Ayira’s “Analog Trash” and Theater of Tragedy’s “Automatic Lover” encapsulate the theme for the day—blurring the lines between human and machine in what is probably mostly a metaphor (but the possibility of machine love remains!).
I could definitely not just pick just one track from The Birthday Massacre, whose gothic darkwave sound relies heavily on a weird blend of different musical influences (post-punk, metal) enabled by electronic interventions. When I saw them live, their track had a brief malfunction and they had this fabulous sense of humor about it—they are under no illusions about how their sound relies on functioning tech. Acoustic shows are not an option.) I chose one of my favorite creepy dream tracks “Goodnight,” and and the zippier “Sleepwalking” which was my anthem during grad-school application season: “I’m all washed up/ and graced with faint applause/ dressed in a cheap facade/ I’m looking for a place I’ll never see again.”
Collide’s cover of Jefferson Airplane’s “White Rabbit” always seemed way more fitting to the trippy, bad dream world of Alice in Wonderland than the original (I discovered it while looking for curtain call music for a particularly funky stage production of the novel). Though definitely the mellow oddball in this list of rave-worthy tracks, I wanted to include Poe’s “Control” which is on an album released in concert with the novel House of Leaves (written by the singer’s brother, Mark Danielewski) because it features a cool combination of a noisy track, audio recordings of the singer’s late father, and her own jazzy voice.

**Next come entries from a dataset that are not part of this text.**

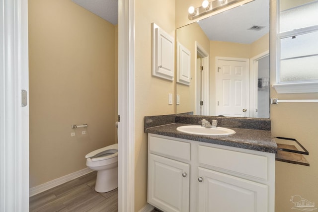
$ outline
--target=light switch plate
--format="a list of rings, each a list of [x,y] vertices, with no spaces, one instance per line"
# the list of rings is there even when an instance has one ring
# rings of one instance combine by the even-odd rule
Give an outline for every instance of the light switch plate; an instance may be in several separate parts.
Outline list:
[[[168,94],[168,103],[169,105],[172,104],[172,94],[169,93]]]

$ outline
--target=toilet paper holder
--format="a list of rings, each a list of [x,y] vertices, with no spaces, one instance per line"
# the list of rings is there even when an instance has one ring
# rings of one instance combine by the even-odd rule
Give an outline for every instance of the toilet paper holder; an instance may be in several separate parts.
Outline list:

Towards the other end of the spectrum we have Unter Null’s angry, growling “Disgrace,” which is the most danceable invective I can think of. Equally danceable but far sexier is I:Scintilla’s “Melt” which invites us to lose ourselves, melting into more boundless, liminal spaces. To close it out, a brief foray into the electropop world with “Destroy Everything You Touch” by the band appropriately named Ladytron. Dance on, badasses.